The Government has revealed details of a new bank levy on bank balance sheets which has been designed to stop UK banks from taking as many risks with their funding.

The levy, which will be permanent, is expected to generate around £2.5 billion of annual revenues by 2012-13.

The levy will be a tax on the total size of bank balance sheets, but certain items, including retail deposits covered by insurance and bank capital will be excluded.

The final rates will not be finalised until the end of the year, but will be less than 0.1%.

Financial Secretary to the Treasury, Mark Hoban MP said: “We have consulted on the design of the scheme so that it achieves two objectives: firstly, ensuring that banks make a fair contribution in respect of the potential risks they pose to the UK financial system and wider economy.

“Secondly, the final scheme design incentivises banks to make greater use of more stable financial sources, such as long term debt and equity, working with the grain of our wider reform programme."
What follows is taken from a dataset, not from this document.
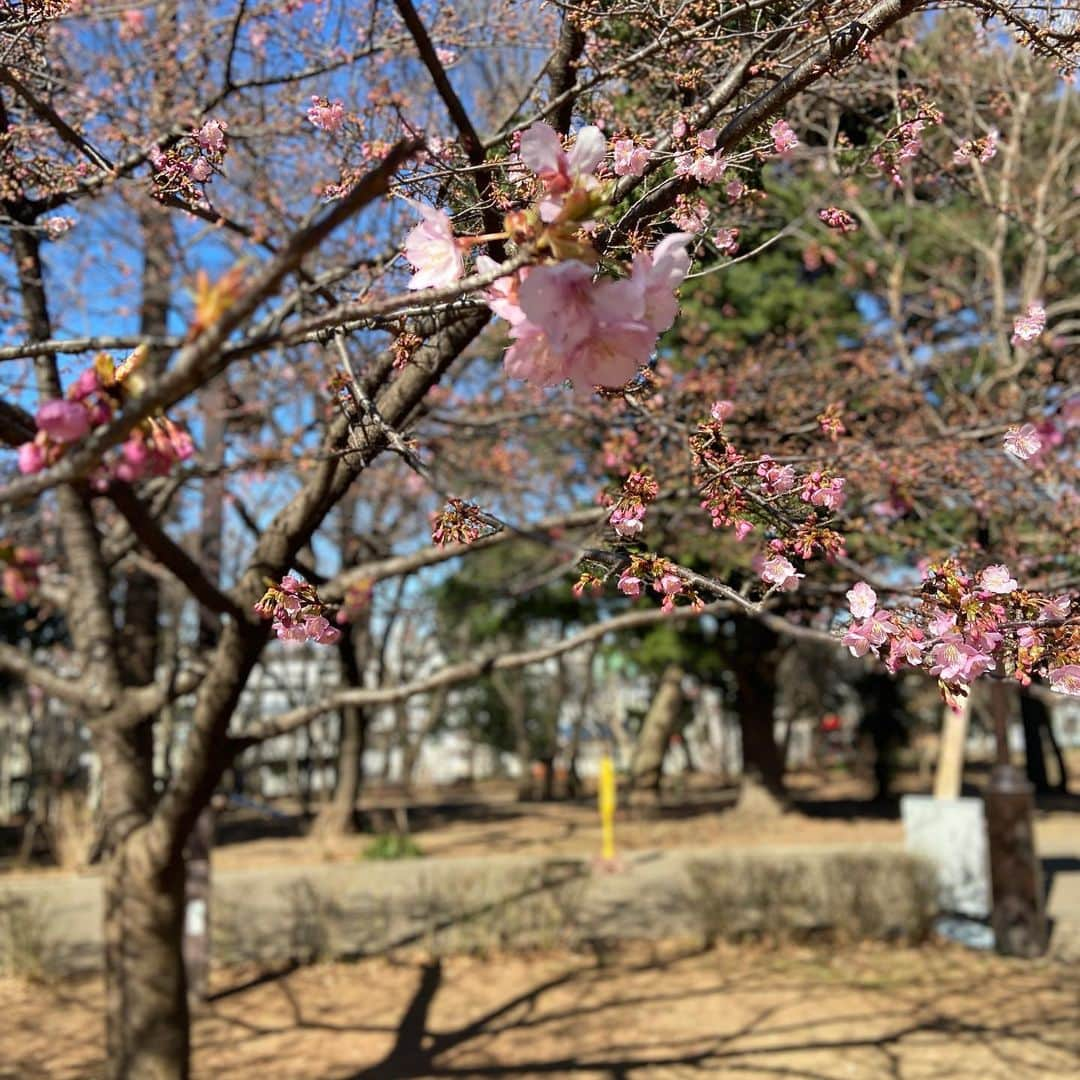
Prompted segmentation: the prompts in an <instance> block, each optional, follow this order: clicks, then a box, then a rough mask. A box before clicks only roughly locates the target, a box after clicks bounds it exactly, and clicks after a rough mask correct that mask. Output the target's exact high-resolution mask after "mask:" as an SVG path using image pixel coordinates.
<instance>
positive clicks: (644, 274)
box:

Chancellor George Osborne said in his spending review he wanted "to extract the maximum sustainable tax revenues from financial services".

Osborne said: "We neither want to let banks off making their fair contribution, nor do we want to drive them abroad.

"Many hundreds of thousands of jobs across the whole United Kingdom depend on Britain being a competitive place for financial services."

The levy is not expected to affect smaller banks and building societies.